How to solve this task about Conditional probability and is my solution correct?

Question

I have the following task from a book.

In a factory components are build. Each components gets testest by a test. The sensitivity of this test is 90%, means out of all components that are broken the test identifies 90% correctly as broken. Out of all not broken components the test identifies 98% correctly as not broken. 2% of all components are broken (before they get testet.

a): If the test identifies a component as not broken, how high is the probability that this component is actually not broken?

b): If the factory produces a batch of 10000 components that all have been testet not broken, how high is the probability that at least one of those components will be actually broken even thought all tests were negative?

My Idee: a) $P(a) = 0,98 \cdot 0,98 / (0,98 \cdot 0,98+0,02*0,1) = 0.9979218$

b) P(b) = 1- bin(n = 100,k =0, p = 0.002) = 0.181433 ^, with $p = 0.02 \cdot 0.10 = 0.002$

Is this correct?

Answer 1

This is how I would do a problem like this: Imagine 10,000 such components.

"2% of all components are broken".
So 0.02(10000)= 200 are broken the other 9,800 are not.

"out of all components that are broken the test identifies 90% correctly as broken". So 0.9(200)= 180 of the broken components are correctly identified as broken the other 20 are incorrectly identified as not broken.

"Out of all not broken components the test identifies 98% correctly as not broken." So 0.98(9800)= 9604 of the unbroken components are correctly identified as unbroken, the other 196 unbroken components are incorrectly identified as broken.

a) So a total of 180+ 196= 376 components are identified as broken of which 180 really are. If a component is identified as broken, the probability it really is broken is 180/376= 45/94.

b) A total of 20+ 9604= 9624 components are identified as not broken of which 9604 really are not broken. The probability that a component that was identified as unbroken really is unbroken. 9604/9624= 4802/4812= 2401/2406.
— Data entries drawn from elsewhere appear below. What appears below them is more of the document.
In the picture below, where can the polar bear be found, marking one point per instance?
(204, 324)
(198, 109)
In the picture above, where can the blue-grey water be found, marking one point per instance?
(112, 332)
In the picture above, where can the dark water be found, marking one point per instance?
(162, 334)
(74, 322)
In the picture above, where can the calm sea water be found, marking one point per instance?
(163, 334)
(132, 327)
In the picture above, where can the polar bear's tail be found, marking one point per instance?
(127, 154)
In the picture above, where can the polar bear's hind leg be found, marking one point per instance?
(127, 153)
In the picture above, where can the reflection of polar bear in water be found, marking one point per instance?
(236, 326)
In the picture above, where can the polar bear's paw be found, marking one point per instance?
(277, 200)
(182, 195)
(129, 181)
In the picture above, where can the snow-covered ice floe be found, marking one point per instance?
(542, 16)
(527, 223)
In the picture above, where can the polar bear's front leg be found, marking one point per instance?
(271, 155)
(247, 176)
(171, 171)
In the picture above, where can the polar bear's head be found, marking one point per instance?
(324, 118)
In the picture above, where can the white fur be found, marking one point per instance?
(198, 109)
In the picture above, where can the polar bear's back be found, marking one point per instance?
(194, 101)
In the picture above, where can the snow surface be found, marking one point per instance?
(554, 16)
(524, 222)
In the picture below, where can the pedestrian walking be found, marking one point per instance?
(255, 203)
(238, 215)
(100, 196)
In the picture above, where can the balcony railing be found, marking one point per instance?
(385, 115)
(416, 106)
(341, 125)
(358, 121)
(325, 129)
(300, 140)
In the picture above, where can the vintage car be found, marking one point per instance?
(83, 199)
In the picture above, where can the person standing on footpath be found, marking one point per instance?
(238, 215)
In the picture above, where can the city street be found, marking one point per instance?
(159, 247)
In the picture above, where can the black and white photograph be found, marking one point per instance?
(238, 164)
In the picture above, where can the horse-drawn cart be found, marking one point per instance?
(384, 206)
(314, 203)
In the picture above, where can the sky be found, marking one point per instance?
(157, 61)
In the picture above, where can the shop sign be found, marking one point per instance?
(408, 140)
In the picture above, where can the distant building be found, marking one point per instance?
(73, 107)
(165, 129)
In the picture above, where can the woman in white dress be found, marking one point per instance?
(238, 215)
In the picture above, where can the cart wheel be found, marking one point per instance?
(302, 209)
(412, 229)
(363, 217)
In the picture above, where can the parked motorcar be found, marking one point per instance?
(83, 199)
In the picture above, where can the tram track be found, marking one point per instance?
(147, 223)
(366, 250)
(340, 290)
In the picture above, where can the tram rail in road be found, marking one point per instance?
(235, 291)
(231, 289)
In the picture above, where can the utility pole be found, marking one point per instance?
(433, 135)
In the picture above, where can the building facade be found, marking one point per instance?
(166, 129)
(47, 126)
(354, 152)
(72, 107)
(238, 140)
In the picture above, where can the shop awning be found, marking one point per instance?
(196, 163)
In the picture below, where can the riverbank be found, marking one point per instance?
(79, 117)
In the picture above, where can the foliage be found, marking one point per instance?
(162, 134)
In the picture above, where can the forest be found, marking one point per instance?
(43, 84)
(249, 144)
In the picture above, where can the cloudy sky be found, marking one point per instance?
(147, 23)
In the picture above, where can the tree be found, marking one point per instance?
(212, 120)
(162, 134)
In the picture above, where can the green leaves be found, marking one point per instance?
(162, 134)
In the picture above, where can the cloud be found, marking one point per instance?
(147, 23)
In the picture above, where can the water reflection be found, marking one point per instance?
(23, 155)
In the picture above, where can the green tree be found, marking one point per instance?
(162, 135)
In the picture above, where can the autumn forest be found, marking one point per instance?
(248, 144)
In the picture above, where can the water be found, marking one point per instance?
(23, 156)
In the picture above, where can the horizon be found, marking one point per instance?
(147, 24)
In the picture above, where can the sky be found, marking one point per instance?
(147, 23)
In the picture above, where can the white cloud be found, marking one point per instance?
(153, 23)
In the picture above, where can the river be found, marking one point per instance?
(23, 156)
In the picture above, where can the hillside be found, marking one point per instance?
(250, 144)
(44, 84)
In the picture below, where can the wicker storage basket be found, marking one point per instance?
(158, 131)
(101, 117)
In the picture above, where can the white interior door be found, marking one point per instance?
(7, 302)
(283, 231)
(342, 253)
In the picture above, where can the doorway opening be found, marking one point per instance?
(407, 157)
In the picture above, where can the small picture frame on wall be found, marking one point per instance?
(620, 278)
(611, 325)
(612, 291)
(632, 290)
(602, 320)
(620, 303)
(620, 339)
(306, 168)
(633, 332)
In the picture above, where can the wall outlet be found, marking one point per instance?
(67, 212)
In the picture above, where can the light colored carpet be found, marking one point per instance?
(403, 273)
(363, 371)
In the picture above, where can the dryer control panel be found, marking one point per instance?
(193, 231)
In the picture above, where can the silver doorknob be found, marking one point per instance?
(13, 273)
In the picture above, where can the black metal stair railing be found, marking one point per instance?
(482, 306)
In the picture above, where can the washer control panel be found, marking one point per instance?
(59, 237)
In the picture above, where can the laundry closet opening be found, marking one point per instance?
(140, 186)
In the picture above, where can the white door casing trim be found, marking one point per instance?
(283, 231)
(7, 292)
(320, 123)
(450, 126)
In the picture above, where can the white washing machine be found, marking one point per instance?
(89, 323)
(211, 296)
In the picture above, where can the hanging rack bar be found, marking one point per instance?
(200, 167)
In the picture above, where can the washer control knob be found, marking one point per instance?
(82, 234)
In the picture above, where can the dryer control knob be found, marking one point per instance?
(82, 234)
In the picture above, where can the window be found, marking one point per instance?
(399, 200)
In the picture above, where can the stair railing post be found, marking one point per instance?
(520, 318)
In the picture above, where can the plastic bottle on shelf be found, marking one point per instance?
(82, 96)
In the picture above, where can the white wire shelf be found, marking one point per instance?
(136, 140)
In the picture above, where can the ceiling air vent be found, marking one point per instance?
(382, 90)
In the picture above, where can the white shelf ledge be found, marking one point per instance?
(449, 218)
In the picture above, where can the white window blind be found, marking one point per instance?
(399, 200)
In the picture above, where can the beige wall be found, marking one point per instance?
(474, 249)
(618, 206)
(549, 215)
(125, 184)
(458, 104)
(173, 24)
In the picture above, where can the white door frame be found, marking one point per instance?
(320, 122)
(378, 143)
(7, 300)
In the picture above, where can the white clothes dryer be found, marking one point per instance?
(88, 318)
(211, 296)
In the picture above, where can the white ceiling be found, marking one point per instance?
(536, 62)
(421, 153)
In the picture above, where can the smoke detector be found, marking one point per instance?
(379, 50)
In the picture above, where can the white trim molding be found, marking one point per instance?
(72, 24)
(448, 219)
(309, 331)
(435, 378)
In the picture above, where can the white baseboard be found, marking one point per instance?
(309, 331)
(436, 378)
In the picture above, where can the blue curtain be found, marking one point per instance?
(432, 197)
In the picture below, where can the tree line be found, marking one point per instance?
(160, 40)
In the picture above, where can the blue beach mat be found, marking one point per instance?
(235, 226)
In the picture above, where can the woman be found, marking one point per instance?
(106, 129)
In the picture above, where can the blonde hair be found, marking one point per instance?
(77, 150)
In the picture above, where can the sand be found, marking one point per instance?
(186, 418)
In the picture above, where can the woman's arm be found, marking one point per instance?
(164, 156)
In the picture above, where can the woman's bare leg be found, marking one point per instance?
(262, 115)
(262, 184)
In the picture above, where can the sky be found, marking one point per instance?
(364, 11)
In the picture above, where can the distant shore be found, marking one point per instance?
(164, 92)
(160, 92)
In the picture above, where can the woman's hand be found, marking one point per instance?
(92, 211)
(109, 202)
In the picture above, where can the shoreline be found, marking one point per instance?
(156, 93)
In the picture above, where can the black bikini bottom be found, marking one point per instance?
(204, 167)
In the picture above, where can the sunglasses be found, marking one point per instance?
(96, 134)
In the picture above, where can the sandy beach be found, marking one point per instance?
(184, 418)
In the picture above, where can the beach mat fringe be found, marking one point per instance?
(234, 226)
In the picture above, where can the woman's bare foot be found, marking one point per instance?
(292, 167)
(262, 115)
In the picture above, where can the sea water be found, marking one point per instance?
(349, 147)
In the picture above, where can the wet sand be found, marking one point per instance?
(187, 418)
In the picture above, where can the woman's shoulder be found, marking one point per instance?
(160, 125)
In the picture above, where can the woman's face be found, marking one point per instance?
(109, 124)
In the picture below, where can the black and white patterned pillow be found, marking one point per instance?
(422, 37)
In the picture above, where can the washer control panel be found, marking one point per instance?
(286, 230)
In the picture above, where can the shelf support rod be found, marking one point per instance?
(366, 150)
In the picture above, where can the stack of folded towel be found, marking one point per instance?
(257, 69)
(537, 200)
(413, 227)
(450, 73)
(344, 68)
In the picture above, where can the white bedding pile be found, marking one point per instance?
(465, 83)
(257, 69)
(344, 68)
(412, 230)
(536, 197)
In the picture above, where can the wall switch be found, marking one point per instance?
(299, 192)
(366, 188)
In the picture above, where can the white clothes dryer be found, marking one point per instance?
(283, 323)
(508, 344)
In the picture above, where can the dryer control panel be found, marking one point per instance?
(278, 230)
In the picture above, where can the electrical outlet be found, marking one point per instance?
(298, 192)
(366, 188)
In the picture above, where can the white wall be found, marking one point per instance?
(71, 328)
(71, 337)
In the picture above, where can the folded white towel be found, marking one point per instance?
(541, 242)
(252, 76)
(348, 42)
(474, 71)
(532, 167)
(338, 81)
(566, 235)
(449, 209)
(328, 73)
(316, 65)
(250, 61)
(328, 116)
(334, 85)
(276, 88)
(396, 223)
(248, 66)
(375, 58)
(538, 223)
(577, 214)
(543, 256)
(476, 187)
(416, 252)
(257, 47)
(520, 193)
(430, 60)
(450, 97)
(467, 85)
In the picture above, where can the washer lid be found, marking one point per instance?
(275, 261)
If 10000 components are identified as unbroken then (2401/2406)10000= 9979 actually are unbroken.

Answer 2

a) Your idea is almost right. The denominator, i.e. the given probability that the test indicates "not broken", is correct. Only the numerator is unfortunately wrong, you want the probability that the test indicates "not broken" although the component is "broken" and not "not broken" if it is actually not broken. The numerator is, therefore, $0.02*0.9$ and not $0.98*0.98$. Summarizing the probability is given by \begin{align*}P(a)=\frac{0,02*0,1}{0,98*0,98+0,02*0,1}\approx 0,0021.\end{align*} b) I would suggest solving this task as follows. Compute the counter-probability (all components are not broken given all the tests are negative) \begin{align*} (1-P(a))^{10000}\approx 1*10^{-9}. \end{align*} Now the probability that at least one component is broken is given by \begin{align*} 1-(1-P(a))^{10000}\approx99,9999999\%. \end{align*} You can also do it with Binomial-distribution, but the number of components $n$ should be 10000 by the description and the probability $p$ is the one from task a) since you already know that all tests were negative.